Deep learning-based expressive speech synthesis: a systematic review of approaches, challenges, and resources

EURASIP Journal on Audio, Speech, and Music Processing

Table 8 Objective evaluation metrics for expressive speech synthesis models

Metric	Description
Mel-Cepstral Distortion (MCD)	Sums the squared differences between the Mel-Frequency Cepstrum Coefficients (MFCC) from the ground truth and synthesized sample.
Gross Pith Error (GPE)	Calculates percentage of voiced frames that deviate in pitch by more than 20% compared to the ground truth samples.
Voice Decision Error (VDE)	Measures the difference of voiced/unvoiced decision between the ground truth and the synthesized sample.
F0 Frame Error (FFE)	Combines GPE and VDE by measuring the percentage of frames that either contain a 20% pitch error (GPE) or a voicing decision error (VDE) in ground truth and synthesized samples.
Word Error Rate (WER)	Measures word error rate of the synthesized speech’s transcription with respect to the input text.
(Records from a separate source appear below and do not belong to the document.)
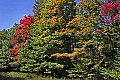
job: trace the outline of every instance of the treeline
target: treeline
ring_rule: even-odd
[[[120,3],[35,0],[34,15],[0,32],[0,70],[120,79]]]

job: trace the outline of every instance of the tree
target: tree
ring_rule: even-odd
[[[104,2],[101,6],[101,23],[104,27],[106,66],[101,67],[101,74],[106,79],[120,79],[119,55],[120,55],[120,3],[116,0]]]
[[[12,47],[10,40],[13,33],[16,31],[16,28],[17,24],[14,24],[8,31],[4,30],[3,32],[5,34],[2,34],[2,38],[0,38],[0,70],[9,70],[9,48]]]
[[[57,62],[51,58],[51,54],[70,53],[71,40],[67,39],[70,30],[67,24],[75,17],[75,2],[49,0],[40,5],[40,12],[35,13],[35,22],[30,26],[31,38],[20,51],[21,70],[44,74],[50,72],[54,76],[66,75],[61,73],[66,73],[65,69],[70,68],[67,67],[70,60]]]

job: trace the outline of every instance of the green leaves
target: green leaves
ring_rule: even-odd
[[[15,24],[12,28],[8,29],[8,31],[5,31],[6,34],[3,35],[3,37],[0,38],[0,70],[6,70],[9,68],[9,57],[11,56],[9,54],[9,48],[12,47],[10,44],[11,37],[13,33],[16,31],[17,24]]]

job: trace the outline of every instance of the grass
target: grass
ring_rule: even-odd
[[[65,80],[53,77],[42,77],[31,73],[0,72],[0,80]]]

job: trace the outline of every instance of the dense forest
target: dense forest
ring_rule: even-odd
[[[0,71],[120,79],[119,0],[35,0],[34,15],[0,31]]]

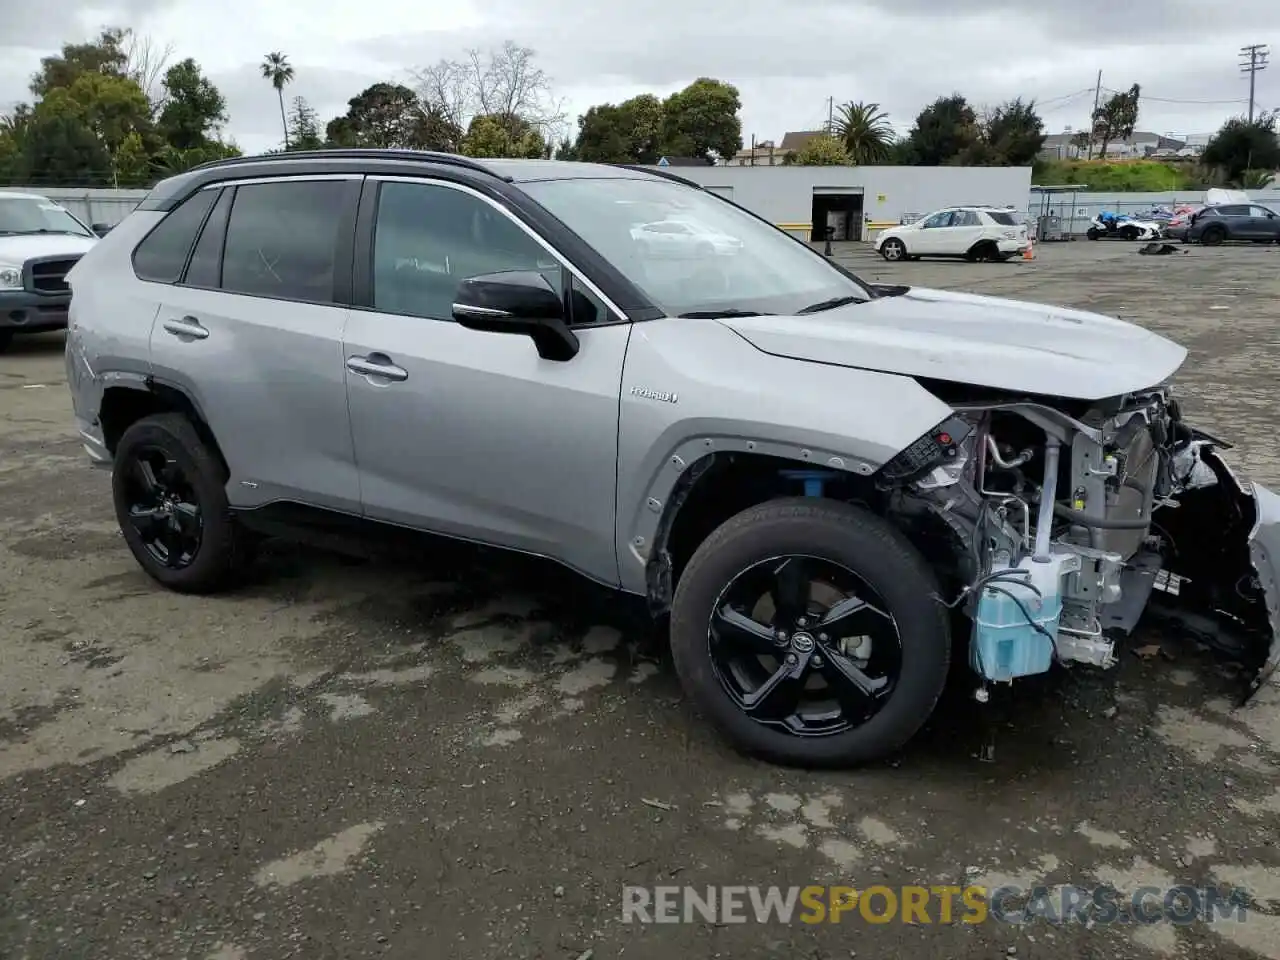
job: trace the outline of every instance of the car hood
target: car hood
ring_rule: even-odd
[[[1155,386],[1187,356],[1114,317],[921,287],[808,316],[720,322],[774,356],[1080,400]]]
[[[74,237],[67,233],[0,236],[0,263],[21,264],[32,257],[79,256],[97,242],[97,237]]]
Public automatic speech recognition (ASR) models are used for transcribing synthesized speech.
Band APeriodicity Distortion (BAPD)	Measures over linearly spaced band aperiodicity coefficients between the ground truth and the synthesized samples.
Root Mean Square Error (RMSE)	Measure the root mean square error of F0 or energy of the synthesized samples compared to their ground truth.